И я, чувствуя в себе горний полет, радостное оживление, такую легкость, которая приходит к человеку только после бани, исторгаю из себя: «Вдоль квартала...»
Почтенный горожанин, оказавшийся рядом, вдруг остолбенел, потом кинулся в сторону, чуть было не сбив старшину Вовка, потом нагнал меня, крайнего в первом ряду, и, обращаясь уже не ко мне, не к нам, не к старшине Вовку, а вообще, изрек:
— Господи, да что же ты кричишь, как резаный заяц?
Вот так и кричал я в тот высокий день среди таежной елани, полыхавшей солнечными комочками жарков. И снова кто-то воспротивился моему крику. Но теперь я услышал его голос.
— Нельзя! Нельзя! Нельзя! — кричал он, поднявшись над травою, всего в вершок росточком.
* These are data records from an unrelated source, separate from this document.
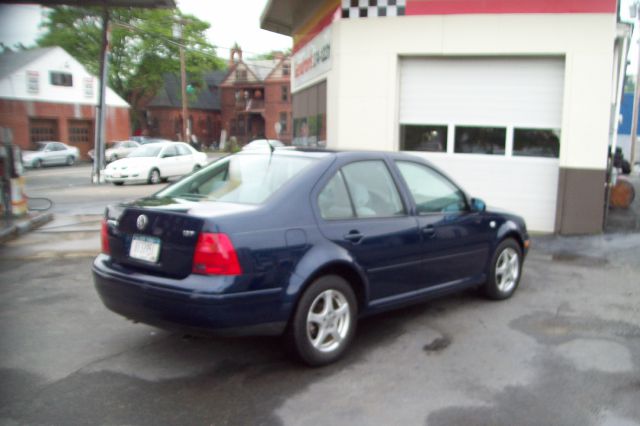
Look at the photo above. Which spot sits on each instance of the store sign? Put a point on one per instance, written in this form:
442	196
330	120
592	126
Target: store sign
313	59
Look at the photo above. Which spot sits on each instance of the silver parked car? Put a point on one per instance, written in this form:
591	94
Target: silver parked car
50	153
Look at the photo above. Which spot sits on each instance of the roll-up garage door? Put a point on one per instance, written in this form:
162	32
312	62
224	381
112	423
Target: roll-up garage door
514	99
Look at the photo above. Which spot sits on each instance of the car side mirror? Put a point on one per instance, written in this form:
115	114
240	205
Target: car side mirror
477	205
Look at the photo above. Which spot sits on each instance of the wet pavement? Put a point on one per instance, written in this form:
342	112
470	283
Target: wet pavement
564	350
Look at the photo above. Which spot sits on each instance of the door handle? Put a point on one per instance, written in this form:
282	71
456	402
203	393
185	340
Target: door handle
429	230
354	236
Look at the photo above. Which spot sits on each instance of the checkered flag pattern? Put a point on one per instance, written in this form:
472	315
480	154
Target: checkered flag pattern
372	8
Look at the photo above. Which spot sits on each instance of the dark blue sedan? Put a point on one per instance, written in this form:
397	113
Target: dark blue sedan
302	243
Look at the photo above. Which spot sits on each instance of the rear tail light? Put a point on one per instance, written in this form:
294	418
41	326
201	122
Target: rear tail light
215	255
104	237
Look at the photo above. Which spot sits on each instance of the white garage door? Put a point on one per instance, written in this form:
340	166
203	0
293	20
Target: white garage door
491	123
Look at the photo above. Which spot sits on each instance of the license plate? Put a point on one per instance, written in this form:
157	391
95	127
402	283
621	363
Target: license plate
145	248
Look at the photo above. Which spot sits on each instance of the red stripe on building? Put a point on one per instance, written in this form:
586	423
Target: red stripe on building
451	7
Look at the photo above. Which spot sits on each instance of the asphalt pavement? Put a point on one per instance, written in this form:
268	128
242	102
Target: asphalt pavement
565	350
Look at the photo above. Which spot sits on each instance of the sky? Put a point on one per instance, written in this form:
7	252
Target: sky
231	22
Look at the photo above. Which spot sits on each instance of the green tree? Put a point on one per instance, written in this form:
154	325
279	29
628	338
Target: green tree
142	46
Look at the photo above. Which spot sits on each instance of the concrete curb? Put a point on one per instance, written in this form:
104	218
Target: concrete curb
22	226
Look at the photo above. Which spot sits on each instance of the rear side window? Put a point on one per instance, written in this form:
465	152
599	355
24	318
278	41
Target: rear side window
364	189
432	192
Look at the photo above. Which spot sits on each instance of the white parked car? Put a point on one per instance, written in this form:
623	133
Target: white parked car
117	150
155	162
50	153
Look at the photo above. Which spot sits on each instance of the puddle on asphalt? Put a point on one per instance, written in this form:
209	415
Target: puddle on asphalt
579	259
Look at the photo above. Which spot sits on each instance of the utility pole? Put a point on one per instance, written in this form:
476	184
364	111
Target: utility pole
101	110
186	130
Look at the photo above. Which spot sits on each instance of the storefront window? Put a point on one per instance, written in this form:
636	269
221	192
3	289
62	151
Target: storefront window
430	138
536	143
480	140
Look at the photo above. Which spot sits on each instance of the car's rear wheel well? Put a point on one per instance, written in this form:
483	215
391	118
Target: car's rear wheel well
346	272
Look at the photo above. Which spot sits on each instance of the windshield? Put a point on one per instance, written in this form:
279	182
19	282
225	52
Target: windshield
245	179
146	151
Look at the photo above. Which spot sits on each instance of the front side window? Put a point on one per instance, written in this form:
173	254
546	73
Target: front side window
372	190
430	138
169	151
146	151
183	150
480	140
432	192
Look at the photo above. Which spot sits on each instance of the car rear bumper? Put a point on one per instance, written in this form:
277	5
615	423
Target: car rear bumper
248	313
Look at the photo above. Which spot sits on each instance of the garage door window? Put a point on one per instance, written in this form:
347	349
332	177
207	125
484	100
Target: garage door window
430	138
536	143
480	140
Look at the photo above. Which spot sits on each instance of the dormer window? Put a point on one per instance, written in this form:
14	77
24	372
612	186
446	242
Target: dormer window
61	79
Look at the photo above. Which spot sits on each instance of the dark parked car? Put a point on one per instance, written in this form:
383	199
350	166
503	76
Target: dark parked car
302	243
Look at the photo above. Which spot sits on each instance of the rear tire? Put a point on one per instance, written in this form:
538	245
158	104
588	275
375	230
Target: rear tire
505	272
154	177
324	321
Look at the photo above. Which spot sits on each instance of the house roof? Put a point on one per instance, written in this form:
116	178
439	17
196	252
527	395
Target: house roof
169	95
11	61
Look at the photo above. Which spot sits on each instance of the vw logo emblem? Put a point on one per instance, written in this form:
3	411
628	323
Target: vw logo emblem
142	221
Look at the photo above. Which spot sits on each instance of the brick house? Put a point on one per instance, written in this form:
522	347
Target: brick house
256	98
46	94
163	112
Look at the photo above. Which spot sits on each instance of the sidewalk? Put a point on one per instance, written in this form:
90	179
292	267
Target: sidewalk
63	237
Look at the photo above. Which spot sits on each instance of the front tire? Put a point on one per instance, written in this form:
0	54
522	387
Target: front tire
154	176
506	268
324	321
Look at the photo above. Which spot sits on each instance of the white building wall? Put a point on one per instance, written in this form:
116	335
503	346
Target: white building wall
14	86
363	81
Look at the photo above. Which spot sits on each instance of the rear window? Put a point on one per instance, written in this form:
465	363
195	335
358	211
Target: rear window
245	179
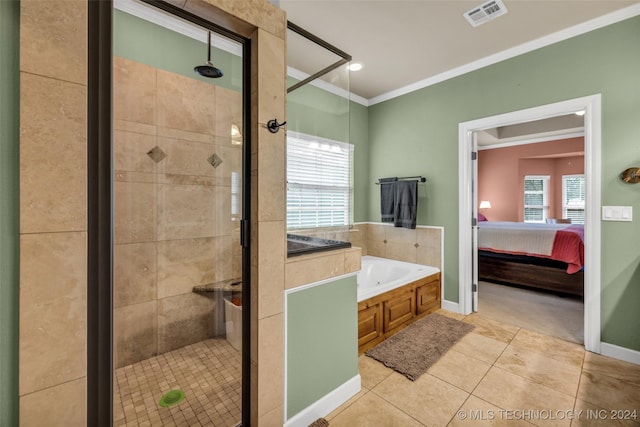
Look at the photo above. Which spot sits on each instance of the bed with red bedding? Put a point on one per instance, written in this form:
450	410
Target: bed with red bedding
543	256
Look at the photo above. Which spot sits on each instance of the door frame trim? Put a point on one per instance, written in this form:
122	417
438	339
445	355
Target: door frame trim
467	190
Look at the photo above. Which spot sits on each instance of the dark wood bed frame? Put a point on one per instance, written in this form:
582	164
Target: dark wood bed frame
529	272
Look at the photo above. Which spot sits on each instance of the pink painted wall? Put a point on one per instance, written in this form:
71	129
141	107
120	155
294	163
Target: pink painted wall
501	173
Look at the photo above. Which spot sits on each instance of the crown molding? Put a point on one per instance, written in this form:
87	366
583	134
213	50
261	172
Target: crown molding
576	30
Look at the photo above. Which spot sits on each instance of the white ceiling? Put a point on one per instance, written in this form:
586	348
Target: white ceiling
405	45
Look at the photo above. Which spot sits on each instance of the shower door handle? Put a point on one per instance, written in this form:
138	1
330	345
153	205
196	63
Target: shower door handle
244	233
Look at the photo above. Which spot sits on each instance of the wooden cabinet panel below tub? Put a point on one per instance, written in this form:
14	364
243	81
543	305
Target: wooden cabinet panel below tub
383	315
399	310
428	297
369	324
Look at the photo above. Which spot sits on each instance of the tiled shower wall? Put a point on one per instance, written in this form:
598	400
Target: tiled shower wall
175	226
422	245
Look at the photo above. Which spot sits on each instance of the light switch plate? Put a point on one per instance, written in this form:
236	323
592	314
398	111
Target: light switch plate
617	213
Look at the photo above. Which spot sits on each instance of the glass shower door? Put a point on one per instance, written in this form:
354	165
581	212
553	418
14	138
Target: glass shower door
177	180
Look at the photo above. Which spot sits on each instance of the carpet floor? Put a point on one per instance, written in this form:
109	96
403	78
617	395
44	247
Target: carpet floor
552	315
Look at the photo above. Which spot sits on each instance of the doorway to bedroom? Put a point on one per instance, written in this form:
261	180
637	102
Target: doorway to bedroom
554	161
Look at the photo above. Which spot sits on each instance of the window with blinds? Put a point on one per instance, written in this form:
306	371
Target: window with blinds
536	196
319	181
573	198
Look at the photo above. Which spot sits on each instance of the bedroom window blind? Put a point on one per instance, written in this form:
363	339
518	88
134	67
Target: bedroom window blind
536	196
319	181
573	198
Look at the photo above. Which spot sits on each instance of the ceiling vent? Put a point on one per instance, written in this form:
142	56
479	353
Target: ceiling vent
485	12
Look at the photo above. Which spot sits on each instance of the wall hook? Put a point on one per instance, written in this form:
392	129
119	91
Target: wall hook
631	175
274	126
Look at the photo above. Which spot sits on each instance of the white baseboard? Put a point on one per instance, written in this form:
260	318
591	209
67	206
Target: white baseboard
451	306
617	352
326	404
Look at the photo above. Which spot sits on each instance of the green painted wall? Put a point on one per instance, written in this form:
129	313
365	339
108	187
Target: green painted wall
322	341
417	134
148	43
313	111
9	209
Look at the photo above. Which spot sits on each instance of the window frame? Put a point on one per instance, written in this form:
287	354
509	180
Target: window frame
546	179
566	207
330	191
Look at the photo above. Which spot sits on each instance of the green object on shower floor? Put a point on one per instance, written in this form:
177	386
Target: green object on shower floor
171	398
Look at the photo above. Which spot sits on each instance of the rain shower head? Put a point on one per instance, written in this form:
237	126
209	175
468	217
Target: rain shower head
208	70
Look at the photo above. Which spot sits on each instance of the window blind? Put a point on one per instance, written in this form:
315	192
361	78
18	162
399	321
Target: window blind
573	198
536	194
319	181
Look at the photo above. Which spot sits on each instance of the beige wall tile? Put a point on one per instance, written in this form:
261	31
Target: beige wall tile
134	212
62	405
429	237
270	366
51	41
314	269
134	273
183	320
134	91
401	251
352	260
271	256
401	235
130	151
185	263
223	258
228	111
429	256
186	135
377	248
135	331
129	126
53	194
185	211
53	319
186	157
185	103
271	184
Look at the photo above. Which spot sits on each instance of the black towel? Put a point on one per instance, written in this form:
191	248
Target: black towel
406	204
387	198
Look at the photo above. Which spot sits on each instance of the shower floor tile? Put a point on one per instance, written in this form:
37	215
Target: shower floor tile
209	373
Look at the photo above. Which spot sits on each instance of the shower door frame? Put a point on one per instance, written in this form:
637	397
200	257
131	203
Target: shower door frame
100	207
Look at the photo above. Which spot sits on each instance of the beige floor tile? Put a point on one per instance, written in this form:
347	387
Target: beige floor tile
610	367
477	412
608	393
588	415
346	404
514	393
451	314
372	410
430	400
372	372
492	328
560	376
480	347
553	348
460	370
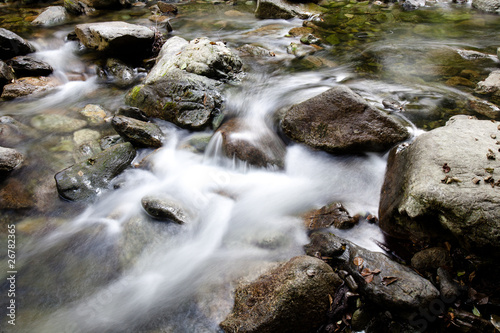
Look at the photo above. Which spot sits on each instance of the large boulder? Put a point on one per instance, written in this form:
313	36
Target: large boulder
86	179
443	184
259	147
122	39
340	121
188	100
12	45
291	298
199	56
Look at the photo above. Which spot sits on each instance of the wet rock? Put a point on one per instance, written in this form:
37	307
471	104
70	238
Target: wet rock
290	298
9	160
28	86
419	199
29	66
57	123
139	133
259	147
199	56
165	208
333	214
490	6
381	280
53	15
340	121
86	179
188	100
12	45
431	259
122	39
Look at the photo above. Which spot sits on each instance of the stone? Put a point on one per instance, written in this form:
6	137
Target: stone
199	56
139	133
51	16
291	298
57	123
84	180
340	121
429	190
188	100
12	45
256	146
121	39
28	66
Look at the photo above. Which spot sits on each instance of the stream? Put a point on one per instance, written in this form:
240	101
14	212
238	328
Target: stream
104	266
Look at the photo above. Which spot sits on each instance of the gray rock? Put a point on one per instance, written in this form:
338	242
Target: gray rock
29	66
421	200
57	123
53	15
188	100
340	121
86	179
490	6
122	39
266	149
199	56
9	160
12	45
290	298
165	208
139	133
395	287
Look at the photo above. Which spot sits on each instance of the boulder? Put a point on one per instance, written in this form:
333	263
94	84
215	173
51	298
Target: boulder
199	56
122	39
291	298
29	66
86	179
139	133
381	280
53	15
26	86
256	146
188	100
443	186
12	45
340	121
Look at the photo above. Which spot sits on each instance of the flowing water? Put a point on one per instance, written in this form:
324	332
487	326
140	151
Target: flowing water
105	267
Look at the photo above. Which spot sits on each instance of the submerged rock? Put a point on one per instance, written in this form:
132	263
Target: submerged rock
443	184
290	298
86	179
340	121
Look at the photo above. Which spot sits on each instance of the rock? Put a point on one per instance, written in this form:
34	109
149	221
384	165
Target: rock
420	199
490	6
12	45
53	15
57	123
9	160
165	208
333	214
121	39
395	287
29	66
340	121
139	133
199	56
28	86
86	179
431	259
484	108
188	100
256	146
291	298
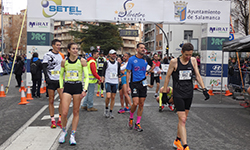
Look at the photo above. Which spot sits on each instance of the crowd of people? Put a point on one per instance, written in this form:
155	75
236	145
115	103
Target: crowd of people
126	74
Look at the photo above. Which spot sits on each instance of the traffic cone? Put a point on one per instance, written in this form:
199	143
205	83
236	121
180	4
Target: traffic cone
29	96
210	92
196	85
23	99
2	93
42	88
228	93
22	87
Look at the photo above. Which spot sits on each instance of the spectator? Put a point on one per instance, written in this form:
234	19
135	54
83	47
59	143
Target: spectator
19	70
36	74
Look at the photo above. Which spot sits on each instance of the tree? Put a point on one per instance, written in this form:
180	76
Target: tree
105	35
240	12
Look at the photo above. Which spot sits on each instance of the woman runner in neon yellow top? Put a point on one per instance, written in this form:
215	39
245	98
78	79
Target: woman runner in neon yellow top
73	67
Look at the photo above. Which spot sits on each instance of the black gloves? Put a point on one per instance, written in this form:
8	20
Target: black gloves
205	94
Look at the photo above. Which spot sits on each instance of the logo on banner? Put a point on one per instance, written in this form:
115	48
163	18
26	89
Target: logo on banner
52	7
38	24
127	14
212	56
215	82
180	10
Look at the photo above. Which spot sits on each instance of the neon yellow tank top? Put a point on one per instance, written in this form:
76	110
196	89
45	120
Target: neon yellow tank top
73	71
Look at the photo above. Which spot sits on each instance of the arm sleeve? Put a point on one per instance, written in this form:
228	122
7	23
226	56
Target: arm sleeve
86	76
104	69
93	70
61	77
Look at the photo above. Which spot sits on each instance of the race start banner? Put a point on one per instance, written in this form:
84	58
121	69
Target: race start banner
157	11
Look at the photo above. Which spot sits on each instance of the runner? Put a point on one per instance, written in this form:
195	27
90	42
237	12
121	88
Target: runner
51	68
136	71
155	74
93	77
100	62
182	69
111	75
167	100
123	86
73	67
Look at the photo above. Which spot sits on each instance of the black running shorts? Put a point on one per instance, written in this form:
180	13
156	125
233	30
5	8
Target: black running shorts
182	104
72	89
138	90
53	85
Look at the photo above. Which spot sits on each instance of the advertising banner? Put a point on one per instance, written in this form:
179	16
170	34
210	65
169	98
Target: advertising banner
167	11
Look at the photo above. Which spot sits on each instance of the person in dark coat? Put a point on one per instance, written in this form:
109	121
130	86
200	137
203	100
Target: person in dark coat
37	76
19	70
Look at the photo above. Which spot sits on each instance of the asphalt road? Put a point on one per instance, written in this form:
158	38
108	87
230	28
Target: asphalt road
210	126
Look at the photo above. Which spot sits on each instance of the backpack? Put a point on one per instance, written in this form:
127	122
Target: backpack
33	68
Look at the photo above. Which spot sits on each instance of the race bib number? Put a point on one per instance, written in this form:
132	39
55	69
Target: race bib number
54	72
73	74
185	74
100	65
144	82
113	75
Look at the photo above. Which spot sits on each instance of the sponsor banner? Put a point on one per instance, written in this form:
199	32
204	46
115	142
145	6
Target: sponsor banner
39	38
213	57
214	70
167	11
213	43
215	30
216	81
164	67
41	50
40	25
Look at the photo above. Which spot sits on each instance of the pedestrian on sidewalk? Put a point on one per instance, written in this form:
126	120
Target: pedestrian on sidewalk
93	78
19	70
73	68
182	70
36	75
111	76
51	68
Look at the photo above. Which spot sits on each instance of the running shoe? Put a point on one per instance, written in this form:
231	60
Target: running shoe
126	109
130	123
97	94
138	127
111	116
62	137
177	144
170	106
187	148
121	111
53	124
161	108
72	140
59	124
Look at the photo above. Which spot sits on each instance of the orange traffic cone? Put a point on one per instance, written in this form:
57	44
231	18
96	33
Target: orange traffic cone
23	99
196	85
210	92
228	93
2	94
29	96
42	88
22	87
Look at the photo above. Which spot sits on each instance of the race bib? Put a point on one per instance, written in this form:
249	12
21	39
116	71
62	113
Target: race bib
73	74
100	65
144	82
185	74
113	75
54	72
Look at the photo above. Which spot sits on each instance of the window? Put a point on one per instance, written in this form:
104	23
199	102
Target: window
188	34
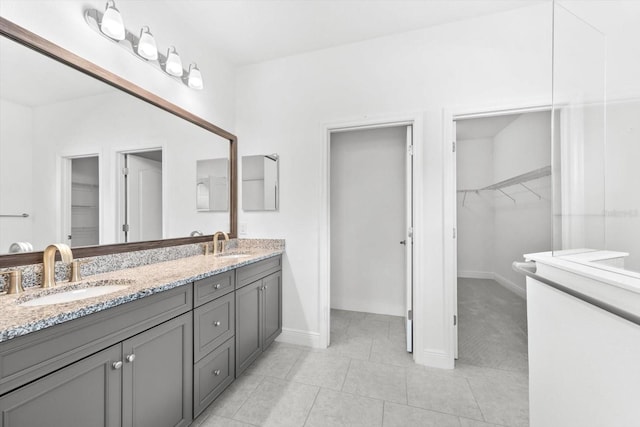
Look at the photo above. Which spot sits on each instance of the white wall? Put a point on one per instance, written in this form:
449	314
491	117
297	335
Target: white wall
622	179
368	220
62	22
16	179
474	169
493	231
526	225
283	104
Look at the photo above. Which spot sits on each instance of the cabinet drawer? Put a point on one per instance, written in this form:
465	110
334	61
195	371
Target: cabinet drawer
258	270
27	358
212	375
214	323
208	289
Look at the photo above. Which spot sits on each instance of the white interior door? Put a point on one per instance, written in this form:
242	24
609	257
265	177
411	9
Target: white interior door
409	239
143	199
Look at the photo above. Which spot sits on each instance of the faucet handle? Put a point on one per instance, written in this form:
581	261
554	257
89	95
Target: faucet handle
76	274
15	281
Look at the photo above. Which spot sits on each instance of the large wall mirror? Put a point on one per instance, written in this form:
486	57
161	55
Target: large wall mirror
91	160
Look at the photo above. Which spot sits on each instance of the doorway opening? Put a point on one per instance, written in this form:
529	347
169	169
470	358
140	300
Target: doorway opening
504	193
82	201
141	196
370	238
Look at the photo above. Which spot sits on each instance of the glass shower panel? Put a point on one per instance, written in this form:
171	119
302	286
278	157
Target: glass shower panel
578	134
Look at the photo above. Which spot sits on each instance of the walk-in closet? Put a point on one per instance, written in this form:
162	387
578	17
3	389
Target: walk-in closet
503	175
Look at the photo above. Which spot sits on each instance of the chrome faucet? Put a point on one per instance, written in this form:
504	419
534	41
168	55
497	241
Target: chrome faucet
49	262
215	241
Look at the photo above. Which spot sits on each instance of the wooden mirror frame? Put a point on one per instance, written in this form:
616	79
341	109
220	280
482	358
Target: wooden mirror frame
33	41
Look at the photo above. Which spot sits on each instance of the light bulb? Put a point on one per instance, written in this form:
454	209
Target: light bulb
195	78
112	24
147	47
173	66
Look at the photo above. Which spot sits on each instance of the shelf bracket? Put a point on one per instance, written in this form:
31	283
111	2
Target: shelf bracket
539	196
500	190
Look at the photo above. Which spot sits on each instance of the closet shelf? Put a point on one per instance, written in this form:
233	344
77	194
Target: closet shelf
516	180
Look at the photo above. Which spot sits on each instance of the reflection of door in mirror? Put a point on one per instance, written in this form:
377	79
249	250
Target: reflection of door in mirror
85	192
260	183
212	185
143	196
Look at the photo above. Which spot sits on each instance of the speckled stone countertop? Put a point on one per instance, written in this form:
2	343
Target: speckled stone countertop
142	281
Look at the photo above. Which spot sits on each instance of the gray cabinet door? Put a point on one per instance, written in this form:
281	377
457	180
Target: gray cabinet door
157	375
248	325
272	297
86	393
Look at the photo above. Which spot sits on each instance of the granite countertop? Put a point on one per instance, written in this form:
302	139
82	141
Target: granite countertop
143	281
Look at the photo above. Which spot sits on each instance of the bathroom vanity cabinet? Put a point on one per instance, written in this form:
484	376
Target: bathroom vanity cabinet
156	361
258	310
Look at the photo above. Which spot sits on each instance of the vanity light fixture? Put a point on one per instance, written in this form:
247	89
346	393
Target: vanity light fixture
173	64
147	47
194	79
110	25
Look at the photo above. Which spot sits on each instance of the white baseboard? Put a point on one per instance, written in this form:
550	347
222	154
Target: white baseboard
471	274
506	283
517	289
298	337
435	359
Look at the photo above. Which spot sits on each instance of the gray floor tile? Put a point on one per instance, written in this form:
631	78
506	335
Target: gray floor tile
353	347
391	352
404	416
278	403
368	329
276	361
228	403
466	422
333	408
321	369
216	421
441	391
503	398
376	380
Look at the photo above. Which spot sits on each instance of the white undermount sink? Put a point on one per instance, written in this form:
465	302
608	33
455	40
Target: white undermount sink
232	255
90	290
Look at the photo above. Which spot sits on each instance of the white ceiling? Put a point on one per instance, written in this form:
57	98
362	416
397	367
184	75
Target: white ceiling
250	31
483	127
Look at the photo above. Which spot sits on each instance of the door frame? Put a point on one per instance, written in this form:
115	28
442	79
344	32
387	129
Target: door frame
450	253
414	119
121	217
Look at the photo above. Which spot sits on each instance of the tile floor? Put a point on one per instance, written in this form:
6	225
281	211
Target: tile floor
365	378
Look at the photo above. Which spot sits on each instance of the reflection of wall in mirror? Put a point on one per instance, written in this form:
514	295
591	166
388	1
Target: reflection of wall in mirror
16	175
212	185
107	124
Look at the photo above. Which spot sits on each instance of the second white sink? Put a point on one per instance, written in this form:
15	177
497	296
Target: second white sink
73	295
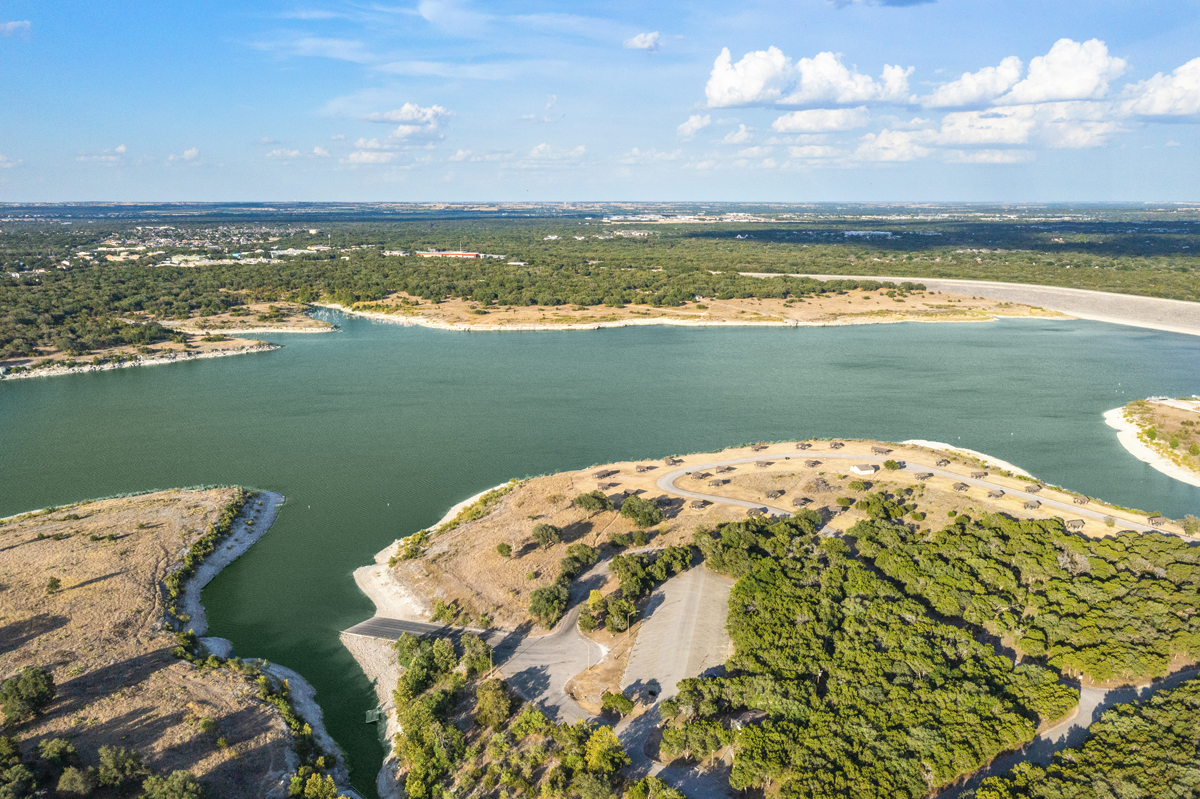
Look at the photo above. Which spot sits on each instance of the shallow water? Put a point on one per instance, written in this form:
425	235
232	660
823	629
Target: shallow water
373	432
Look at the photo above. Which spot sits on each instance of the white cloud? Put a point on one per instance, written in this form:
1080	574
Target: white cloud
415	121
825	78
892	145
756	78
988	156
1176	95
738	136
1069	71
821	120
648	156
693	125
769	77
755	152
370	157
544	151
373	144
643	42
813	151
979	86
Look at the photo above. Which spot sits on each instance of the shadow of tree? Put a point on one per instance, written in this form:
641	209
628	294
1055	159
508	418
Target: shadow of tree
16	635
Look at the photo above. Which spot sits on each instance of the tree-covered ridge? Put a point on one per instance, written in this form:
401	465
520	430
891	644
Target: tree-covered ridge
865	695
1150	749
1120	607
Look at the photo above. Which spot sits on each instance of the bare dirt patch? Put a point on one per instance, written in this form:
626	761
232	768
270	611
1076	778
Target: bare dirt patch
101	635
850	307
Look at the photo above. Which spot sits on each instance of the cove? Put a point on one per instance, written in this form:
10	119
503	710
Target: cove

— Что нельзя? — спросил я его.
И он, поморгав черными глазками, взмахнул лапками и, кажется, даже обхватил ими голову, закрывая крохотные ушки.
Я обалдел, ясно понимая, что бурундучок просит меня не орать, не мешать общему согласию и миру.
— Ах ты! — сказал я, радуясь его появлению. — И что ты хочешь?
И вдруг бурундучок пропел что-то таким тоненьким, но таким верным и мелодичным звуком, что я понял все свое музыкальное несоответствие этой вот окружавшей меня гармонии.
Но почему-то в тот же миг мне захотелось поймать бурундука и рассмотреть его поближе.
Я знал, что зверек этот очень доброжелателен и доверчив. Легким посвистыванием и поцокиванием его можно подманить к себе. Не надо только делать резких движении. Надо быть терпеливым, добрым, и зверек сам подойдет. Сядет рядышком и что-то залепечет, зарассказывает — слушай только.
Но я почему-то вознамерился сразу поймать зверька и бросился к нему, ломясь сквозь траву. Он кинулся прочь, отчаянно закричав:
— Ой! Ой! Ой!
А я гнал его, радуясь и веселясь, и вдруг, излавливаясь ухватить, ударил тяжелым мыском сапога. Он вскрикнул и...
Слезы сжали горло, они и сейчас давят, жуткая, звериная тоска охватила меня, и самый сильный день моей жизни померк и рухнул.
Я держал его на своей ладони, касался полосатой шкурки губами, стараясь надышать на него всем своим теплом, а он коченел, и я слышал этот холод пальцами и молил, и просил, и заклинал:
— Останься жить! Останься...
Когда я, спрятав в траве крохотное тельце и отстрадав за старым сельским погостом, вернулся в дом Степана Ивановича, он что-то мастерил на дворе под навесом.
И когда я подошел к нему, Степан Иванович, еще не видя меня, как-то не так ударил молотком, и поделка его развалилась.
— Вот те на! — сплюнул старик. — Все прахом! Бурундуково дело!
Упоминание зверька болью отдалось в сердце. И я, точно зная, что никто, а тем более Степан Иванович, не был свидетелем моей дикой выходки, но сгорая от стыда, спросил:
— Почему бурундуково?
— Очень просто. Значит — хана всему делу, — ответил Степан Иванович. — Мужичок, — так он назвал зверька, — всю осень робит. Орех берет, ягоду сушит. Запас делает. На весну, на лето, до нового урожаю. По мешку орехов в скрадень запасает. А медведь ли, человек ли скрадень этот-ка найдет. И обворует, однако, мужичка. Вот он горюет, горюет. Солнышку, однатка, жалуется. А потом найдет такую-тка узенькую рогатуленку, сунет туда голову и повесится. Люди и говорят: бурундуково дело! Крах, значит.